Teva Learning Alliance
- Industry: Non-profit
- Founded: 1994
- Headquarters: New York City, US
- Key people: Nili Simhai (Director) Alexandra Kuperman (Assistant Director)
- Website: www.tevalearningcenter.org

= Teva Learning Alliance =

US non-profit organization

The Teva Learning Alliance (formerly Teva Learning Center) is a Jewish-based environmental education 501(c)(3) non-profit organization that teaches about Judaism and the environment at Jewish day schools, summer camps and Hebrew schools. It is the only full-time year-round program providing innovative, experiential Jewish and nature-based education.

==History and mission==
The Teva Learning Center was founded in 1994 by and is based at the Isabella Freedman Jewish Retreat Center and Surprise Lake Camp.

The Teva Learning Center seeks "to renew the ecological wisdom inherent in Judaism" by "immersing participants in the natural world."

Its director, Nili Simhai, won the 2009 Covenant Foundation award for Excellence in Jewish Education. In 2014, Teva and the Isabella Freedman Jewish Retreat Center merged with the Jewish environmental organization Hazon.

==Programs==
The Teva Learning Center is a Jewish education group which engages in environmental education and activism through the context of Judaism. Teva's education centers on the preservation of the environment from a Jewish point of view. Teva frequently teaches children in Jewish day schools teaches as well as synagogues, camps and youth groups. Teva provides a hands-on approach to environmental education.

===Bring It Back To Our School===
Teva provides workshops on the environment and outdoor experiences along the East Coast at 45 different schools working with about 4,000 students annually.

Part of this is teaching students that they are Shomrei Adamah ('Keepers of the Earth'): Shomrei Adamah ('Keepers of the Earth'), is for fifth- and sixth-grade day-school students who visit a retreat center for four days and make a 'brit adamah,' or covenant with the earth, to engage in environmental activity. The Center also runs a program for junior-high students, Achdoot ('Togetherness'), in which the teens camp in the wilderness, usually a state campground.

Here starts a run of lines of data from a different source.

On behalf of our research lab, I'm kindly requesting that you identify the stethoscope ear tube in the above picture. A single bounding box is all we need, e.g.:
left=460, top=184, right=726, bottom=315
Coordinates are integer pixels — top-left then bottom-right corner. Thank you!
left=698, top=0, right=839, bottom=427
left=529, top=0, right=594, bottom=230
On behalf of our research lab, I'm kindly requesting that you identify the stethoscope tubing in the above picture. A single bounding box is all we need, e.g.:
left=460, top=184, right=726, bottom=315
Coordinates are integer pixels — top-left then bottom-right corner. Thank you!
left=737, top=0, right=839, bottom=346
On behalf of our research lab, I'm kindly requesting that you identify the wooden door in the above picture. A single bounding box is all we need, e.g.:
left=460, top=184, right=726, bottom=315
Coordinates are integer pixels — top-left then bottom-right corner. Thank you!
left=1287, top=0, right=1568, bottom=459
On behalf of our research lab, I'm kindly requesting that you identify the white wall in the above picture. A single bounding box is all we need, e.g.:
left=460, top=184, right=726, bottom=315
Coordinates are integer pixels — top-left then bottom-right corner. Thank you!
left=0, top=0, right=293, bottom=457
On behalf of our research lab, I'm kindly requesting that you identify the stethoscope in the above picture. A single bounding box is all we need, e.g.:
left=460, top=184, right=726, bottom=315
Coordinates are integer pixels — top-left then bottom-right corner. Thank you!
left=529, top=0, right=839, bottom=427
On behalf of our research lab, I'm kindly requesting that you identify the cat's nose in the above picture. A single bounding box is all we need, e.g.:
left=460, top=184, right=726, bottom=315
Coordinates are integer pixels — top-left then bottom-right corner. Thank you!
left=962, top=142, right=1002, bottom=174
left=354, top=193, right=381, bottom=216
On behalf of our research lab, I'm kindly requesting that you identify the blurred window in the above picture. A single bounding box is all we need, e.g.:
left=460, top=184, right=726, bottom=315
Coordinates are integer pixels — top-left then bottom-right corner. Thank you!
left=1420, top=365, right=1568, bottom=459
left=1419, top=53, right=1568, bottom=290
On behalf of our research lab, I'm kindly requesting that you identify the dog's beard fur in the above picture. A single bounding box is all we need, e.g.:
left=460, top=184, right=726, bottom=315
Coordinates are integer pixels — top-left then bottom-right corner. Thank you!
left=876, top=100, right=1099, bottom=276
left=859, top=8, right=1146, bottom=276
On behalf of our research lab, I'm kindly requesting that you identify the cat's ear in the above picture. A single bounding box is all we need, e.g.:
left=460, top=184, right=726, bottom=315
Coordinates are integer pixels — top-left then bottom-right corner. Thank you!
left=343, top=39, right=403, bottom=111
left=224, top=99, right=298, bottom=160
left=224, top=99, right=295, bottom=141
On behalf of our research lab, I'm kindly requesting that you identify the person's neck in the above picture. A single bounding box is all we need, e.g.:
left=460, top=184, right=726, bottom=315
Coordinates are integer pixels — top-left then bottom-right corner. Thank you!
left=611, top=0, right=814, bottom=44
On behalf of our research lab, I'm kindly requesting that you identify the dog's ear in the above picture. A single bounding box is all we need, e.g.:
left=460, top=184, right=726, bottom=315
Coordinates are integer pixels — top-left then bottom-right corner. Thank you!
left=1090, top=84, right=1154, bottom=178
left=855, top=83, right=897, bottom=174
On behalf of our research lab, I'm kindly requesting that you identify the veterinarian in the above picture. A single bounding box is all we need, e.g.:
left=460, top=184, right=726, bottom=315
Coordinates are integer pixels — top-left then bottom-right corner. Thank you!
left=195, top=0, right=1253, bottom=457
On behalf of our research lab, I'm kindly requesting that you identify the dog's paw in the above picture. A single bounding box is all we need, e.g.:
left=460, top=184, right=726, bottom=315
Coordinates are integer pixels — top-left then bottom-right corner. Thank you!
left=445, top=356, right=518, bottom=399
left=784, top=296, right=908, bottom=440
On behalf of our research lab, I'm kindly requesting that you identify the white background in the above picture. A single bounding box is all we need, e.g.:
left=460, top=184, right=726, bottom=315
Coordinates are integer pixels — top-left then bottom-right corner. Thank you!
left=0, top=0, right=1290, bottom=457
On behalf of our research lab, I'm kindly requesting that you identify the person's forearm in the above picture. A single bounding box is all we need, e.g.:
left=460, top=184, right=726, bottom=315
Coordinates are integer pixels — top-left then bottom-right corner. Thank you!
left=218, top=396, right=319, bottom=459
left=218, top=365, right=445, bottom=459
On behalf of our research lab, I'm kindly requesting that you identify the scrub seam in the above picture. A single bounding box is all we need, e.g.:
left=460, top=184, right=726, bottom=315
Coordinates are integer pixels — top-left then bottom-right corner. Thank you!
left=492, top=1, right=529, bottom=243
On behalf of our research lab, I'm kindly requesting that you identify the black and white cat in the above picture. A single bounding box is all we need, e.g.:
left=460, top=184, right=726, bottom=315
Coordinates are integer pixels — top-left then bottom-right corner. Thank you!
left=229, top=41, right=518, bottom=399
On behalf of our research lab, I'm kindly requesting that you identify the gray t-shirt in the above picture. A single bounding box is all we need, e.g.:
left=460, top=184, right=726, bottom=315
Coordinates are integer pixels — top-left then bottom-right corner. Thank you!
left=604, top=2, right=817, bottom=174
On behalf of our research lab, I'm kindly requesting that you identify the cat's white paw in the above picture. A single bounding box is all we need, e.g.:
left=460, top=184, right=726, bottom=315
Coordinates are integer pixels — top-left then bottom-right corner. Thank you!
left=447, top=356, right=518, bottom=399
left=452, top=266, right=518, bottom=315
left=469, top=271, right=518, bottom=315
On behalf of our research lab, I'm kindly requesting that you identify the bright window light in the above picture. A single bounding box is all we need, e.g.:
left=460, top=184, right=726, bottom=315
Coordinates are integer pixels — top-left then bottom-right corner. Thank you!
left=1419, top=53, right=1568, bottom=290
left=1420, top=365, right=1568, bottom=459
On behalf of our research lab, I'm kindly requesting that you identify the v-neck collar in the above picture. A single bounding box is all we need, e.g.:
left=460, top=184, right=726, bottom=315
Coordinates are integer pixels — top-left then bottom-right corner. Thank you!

In June 2009, students from the Solomon Schechter Day School of Raritan Valley in New Jersey were presented with the 'Kids for Clean Communities Award' for the recycling program they developed at their school after attending the Teva program.

===Birkat HaChamah===

In 2014, Teva purchased a bus previously owned by Ben & Jerry's founder Ben Cohen for use in environmental classes. The bus was incorporated into environmental awareness programs related to Birkat Hachamah or Blessing of the Sun. However, Orthodox Talmudic scholar Rabbi J. David Bleich of Yeshiva University, (a specialist in Birkat Hachamah) has criticized this interpretation of Judaism as a notably environmental faith. He argues that environmental problems are "issues in and of themselves and are totally unrelated to the blessing of the sun," as the blessing is an occasion to acknowledge the wonder of God's creations, not a political statement. "I suppose you can connect anything," he says. "You can draw dots and lines; you don't have to be logical.".

===Farm Fellowships===
Teva offers a three-month fellowship in environmental farming and Jewish values.

===Teva Seminar===
An annual four-day program designed to train over 100 participants to develop programs in their 'home' institutions.